Wait, my decimal point was in the wrong place. Twenty chicks at the same time.

Hog's Gone Fishin
09-01-2010, 06:09 PM
I wonder if my skills would be usefull over there ?

bevischief
09-01-2010, 06:16 PM
I wonder if my skills would be usefull over there ?

ROFL

bevischief
09-01-2010, 06:17 PM
But how many of these jobs will you be able to do before you are found out as a rent a white person?

BigMeatballDave
09-01-2010, 06:59 PM
I wonder if my skills would be usefull over there ?ROFL Awesome!

boogblaster
09-01-2010, 07:05 PM
I wonder if my skills would be usefull over there ?

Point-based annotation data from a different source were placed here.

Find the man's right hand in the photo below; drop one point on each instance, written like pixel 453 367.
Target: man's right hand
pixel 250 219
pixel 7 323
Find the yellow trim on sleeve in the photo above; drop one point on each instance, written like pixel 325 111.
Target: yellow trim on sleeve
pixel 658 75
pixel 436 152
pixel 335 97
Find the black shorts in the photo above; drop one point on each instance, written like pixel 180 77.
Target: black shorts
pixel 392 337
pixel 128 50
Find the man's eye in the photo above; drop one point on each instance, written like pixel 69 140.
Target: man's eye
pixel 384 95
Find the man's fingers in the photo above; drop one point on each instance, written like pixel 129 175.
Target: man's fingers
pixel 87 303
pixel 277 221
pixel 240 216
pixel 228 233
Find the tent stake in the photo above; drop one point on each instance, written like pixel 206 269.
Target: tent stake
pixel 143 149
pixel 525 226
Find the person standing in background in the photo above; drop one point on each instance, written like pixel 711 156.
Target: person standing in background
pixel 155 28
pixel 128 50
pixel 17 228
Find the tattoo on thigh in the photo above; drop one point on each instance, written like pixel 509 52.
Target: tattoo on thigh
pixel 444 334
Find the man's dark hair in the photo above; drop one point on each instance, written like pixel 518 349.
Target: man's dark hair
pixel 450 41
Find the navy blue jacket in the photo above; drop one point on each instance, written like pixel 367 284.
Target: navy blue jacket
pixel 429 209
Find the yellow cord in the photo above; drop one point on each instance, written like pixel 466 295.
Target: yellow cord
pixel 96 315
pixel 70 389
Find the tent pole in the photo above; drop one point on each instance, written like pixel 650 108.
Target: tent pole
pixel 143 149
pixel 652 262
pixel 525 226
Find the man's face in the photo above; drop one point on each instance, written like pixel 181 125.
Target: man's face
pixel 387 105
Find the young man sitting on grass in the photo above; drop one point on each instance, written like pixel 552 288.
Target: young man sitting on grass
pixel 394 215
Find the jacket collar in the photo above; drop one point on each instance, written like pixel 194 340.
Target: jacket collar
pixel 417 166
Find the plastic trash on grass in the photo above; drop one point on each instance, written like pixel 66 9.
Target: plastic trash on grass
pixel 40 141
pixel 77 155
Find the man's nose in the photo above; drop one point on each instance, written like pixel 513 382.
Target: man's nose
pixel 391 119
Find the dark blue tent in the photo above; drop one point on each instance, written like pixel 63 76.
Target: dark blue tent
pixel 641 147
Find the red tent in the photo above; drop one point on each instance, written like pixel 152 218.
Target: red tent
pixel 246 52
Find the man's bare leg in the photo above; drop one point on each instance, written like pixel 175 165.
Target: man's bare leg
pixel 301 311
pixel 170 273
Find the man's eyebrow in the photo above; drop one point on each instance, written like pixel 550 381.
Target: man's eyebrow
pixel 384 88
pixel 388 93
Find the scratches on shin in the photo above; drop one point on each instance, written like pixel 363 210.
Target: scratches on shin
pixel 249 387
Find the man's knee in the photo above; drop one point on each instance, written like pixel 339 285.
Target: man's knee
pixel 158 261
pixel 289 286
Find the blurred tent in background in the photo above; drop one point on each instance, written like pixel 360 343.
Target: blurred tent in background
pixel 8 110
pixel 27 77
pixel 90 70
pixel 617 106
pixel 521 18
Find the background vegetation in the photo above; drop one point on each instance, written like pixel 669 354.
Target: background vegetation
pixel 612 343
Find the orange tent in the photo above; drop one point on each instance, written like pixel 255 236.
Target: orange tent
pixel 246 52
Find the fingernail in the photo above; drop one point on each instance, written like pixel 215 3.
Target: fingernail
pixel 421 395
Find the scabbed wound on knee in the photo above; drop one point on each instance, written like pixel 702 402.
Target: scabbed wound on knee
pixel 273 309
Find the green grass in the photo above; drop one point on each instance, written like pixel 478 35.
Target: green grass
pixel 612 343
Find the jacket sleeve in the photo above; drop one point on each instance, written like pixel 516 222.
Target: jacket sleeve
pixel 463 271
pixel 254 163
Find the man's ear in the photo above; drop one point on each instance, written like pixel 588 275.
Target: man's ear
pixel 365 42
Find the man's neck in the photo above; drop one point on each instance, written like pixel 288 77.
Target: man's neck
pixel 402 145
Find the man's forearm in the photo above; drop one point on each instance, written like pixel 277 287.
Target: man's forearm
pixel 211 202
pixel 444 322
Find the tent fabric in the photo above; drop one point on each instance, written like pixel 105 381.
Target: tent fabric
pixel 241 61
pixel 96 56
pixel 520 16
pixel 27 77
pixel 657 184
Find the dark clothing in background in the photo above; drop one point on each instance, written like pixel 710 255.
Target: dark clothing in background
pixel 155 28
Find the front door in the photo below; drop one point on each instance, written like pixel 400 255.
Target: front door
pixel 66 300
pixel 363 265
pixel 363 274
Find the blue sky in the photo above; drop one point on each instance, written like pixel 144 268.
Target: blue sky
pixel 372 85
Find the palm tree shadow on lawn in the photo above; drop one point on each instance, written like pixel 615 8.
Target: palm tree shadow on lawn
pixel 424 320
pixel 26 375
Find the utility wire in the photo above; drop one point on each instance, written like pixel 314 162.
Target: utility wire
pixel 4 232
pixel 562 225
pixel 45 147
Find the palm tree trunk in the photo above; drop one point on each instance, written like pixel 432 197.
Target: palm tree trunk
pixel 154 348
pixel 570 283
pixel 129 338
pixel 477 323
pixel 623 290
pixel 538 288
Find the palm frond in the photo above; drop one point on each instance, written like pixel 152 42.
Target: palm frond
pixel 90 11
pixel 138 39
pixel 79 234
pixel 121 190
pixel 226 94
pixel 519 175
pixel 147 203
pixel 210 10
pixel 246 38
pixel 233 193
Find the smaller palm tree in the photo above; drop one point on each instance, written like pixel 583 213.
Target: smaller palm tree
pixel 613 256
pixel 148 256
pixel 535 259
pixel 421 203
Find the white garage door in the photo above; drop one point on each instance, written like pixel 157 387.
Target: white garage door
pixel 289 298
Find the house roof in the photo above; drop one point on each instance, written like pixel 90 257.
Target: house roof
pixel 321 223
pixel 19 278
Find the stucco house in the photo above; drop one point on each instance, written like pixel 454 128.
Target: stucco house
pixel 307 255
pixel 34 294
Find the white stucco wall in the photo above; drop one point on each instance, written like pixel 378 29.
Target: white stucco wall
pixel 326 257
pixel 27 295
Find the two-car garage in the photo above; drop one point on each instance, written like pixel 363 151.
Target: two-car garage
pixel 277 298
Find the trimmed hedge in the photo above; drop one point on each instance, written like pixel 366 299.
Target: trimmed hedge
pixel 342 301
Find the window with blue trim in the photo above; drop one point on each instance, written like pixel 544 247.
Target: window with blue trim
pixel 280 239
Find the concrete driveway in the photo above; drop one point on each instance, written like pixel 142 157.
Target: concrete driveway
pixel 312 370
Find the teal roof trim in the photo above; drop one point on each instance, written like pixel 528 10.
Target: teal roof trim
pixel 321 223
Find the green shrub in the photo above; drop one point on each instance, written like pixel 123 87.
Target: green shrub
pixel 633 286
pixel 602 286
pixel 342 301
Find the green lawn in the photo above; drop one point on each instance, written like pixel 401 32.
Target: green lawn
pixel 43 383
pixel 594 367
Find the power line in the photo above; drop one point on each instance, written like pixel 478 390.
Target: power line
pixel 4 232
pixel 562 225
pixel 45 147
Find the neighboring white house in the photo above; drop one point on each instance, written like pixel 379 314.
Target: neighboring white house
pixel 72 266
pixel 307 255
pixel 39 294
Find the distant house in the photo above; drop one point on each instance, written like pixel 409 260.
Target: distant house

yep .. bent over chinese women look like swine

Psyko Tek
09-01-2010, 09:10 PM
hell I'm unemployed,

link me to the sight
don't get much whiter than me
wish I had a mullet
that would convince them

T-post Tom
09-01-2010, 09:16 PM
Matt Cassel could make a fortune posing as an NFL quarterback. Oh wait, he's already got that gig.

Dammit Carl! :cuss:

Iowanian
09-01-2010, 09:29 PM
I wonder if my skills would be usefull over there ?

Positive of it.

I worked on some projects in the late 90's for large scale, compound like hog confinements in Korea and China.


They're enclosed compounds, employees can't leave, and they raise crawfish and some kind of fish in the lagoons to feed the employees.

RJ
09-01-2010, 09:33 PM
I wonder if my skills would be usefull over there ?

You've obviously never eaten Szechuan pork.

Hell yeah they'd be useful!

Mr. Flopnuts
09-01-2010, 09:34 PM
We'll all be speaking Chinese in the next 20-30 years anyways, I'm going to go get a head start!

Slayer Diablo
09-01-2010, 09:41 PM
Hmm...I could make tons of money off this. I would also probably be hailed as the whitest white guy in all of China.

Sweet Daddy Hate
09-01-2010, 11:48 PM
My God; CP could start it's own international firm!

Rasputin
09-01-2010, 11:58 PM
I've heard of people selling tumble weeds to Japan for big money. They grow tumble weeds, tie a bandan around it and ship it in a box. Japanese really dig our John Wayne western history. Weird.